Give us euphoria
We're not in love. You don't want me to kiss you. You're opening your mouth but you're trying really hard not to. Why isn't your body listening? My tongue touches yours. You love how it feels but don't want it happening. You get what you want as my hand covers your mouth. Even if it wasn't, my hand on your throat stops prevents you from making any sound that anyone would hear. You're sure you'd make noise if you could. You're not sure it's because you want anyone to hear you. "I want someone to come help me... no... that's not what I want. I want him to silence me. No! NO! I don't want any of this! It's just that I can't stop this if I tried. Should I try? Do I want to try? I'm so scared... I love it."
I'm your friend and have been for a long time. You're thinking this is not what friends do, how he should treat me. As if I'm reading your mind you hear me say "WE are going to finally do this. This is what you're going to do. You'll be treated like I want you to be treated and you won't like it. That's a command, understood?" You don't want to lie but you don't even know which response would be the lie. I remove my hand from your mouth.
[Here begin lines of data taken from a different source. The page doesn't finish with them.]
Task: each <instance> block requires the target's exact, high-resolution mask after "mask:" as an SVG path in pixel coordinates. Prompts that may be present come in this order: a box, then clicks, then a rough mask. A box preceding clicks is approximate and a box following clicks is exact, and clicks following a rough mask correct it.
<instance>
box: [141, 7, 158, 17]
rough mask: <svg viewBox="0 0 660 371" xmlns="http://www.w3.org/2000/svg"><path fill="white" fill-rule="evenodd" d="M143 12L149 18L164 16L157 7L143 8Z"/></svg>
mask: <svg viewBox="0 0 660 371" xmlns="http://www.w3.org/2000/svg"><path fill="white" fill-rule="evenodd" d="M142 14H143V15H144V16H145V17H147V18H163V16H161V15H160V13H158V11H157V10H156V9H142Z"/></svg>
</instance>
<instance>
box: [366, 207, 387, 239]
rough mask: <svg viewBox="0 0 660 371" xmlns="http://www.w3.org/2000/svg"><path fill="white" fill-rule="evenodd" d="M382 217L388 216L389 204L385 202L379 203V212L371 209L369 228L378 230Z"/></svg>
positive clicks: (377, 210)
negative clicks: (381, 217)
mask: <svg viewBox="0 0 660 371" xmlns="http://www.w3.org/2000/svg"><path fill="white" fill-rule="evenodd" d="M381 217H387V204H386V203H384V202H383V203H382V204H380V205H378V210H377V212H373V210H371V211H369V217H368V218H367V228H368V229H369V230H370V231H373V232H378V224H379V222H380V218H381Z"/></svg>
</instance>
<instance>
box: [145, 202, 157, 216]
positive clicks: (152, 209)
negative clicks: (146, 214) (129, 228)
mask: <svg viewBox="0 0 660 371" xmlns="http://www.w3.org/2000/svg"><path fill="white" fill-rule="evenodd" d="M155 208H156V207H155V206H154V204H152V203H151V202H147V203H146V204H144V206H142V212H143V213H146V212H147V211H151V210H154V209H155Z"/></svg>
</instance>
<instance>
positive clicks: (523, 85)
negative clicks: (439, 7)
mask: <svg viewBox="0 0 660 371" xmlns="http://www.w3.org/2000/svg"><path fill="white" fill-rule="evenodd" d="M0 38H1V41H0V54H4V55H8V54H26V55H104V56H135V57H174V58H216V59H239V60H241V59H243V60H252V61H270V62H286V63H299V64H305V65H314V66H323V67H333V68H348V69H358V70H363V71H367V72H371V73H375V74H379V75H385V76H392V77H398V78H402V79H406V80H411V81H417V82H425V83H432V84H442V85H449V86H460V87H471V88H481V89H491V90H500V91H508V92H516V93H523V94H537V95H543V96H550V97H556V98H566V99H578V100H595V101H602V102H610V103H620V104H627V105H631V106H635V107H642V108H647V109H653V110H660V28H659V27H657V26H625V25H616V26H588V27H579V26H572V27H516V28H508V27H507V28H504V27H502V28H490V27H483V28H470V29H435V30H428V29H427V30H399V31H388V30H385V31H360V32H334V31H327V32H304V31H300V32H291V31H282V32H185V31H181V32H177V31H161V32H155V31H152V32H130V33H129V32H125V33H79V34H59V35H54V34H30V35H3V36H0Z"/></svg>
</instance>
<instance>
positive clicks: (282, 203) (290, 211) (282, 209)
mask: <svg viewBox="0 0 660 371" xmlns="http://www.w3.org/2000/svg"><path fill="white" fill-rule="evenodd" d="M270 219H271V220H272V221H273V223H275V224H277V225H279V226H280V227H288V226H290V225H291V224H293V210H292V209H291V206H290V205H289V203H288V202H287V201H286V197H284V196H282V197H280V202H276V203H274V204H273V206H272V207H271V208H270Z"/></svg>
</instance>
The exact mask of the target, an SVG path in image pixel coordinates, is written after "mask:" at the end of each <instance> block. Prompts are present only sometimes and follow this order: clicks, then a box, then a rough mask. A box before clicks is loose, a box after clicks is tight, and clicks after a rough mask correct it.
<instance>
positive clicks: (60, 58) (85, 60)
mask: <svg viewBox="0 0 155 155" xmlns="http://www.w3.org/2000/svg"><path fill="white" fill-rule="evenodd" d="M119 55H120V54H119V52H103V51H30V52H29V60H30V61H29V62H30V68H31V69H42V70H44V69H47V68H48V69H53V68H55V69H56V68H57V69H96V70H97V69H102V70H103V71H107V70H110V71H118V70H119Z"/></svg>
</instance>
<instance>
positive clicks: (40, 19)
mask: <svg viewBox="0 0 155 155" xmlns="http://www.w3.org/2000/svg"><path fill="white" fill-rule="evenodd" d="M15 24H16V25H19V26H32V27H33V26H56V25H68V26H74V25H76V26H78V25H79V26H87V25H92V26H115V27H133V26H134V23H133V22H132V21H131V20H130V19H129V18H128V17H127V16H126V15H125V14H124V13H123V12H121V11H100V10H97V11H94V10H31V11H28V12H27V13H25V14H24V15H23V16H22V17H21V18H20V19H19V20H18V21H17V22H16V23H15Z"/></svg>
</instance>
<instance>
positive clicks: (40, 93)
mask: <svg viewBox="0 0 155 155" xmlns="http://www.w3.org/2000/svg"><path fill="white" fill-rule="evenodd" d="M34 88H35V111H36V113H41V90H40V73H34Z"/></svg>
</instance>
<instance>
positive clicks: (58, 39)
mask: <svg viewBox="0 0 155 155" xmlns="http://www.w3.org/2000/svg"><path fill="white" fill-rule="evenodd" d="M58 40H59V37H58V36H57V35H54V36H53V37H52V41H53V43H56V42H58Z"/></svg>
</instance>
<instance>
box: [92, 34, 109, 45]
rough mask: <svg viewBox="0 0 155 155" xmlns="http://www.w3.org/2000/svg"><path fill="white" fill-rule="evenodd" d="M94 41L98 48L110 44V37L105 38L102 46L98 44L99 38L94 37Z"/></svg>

In the second it takes you to respond you're thinking "I do want it? Why? Is something deeply wrong with me? No, no! NO! I do not want this!". As you open your mouth to say you don't want it, you really do NOT want this, you notice that the words just won't come out. All you can do is keep your mouth open while you look at me with a confused, scared look. It clearly turns me on, as the smirk give you makes clear.
The slap that follows turns your look into an angry one. You like pain. No, like isn't the right word. It's the one thing you want more than anything when someone is going to use your body. Abuse your body. But not from me, not like this. Not in your living room on a random evening. We we're supposed to just chill and relax as friends tonight. You like your colleague. It's new, it's fun and it's where your heart is at these days. Your angry look gets rewarded by another, harder slap. This isn't fresh, this is pain. It is fun. As I grab your wrist and twist you around, holding your arm against your back you remember why you've been so turned on by me in the past. This isn't fresh. But, it is fun. We had this fun before. But it never went much further. That thought relaxes you, this is just playing.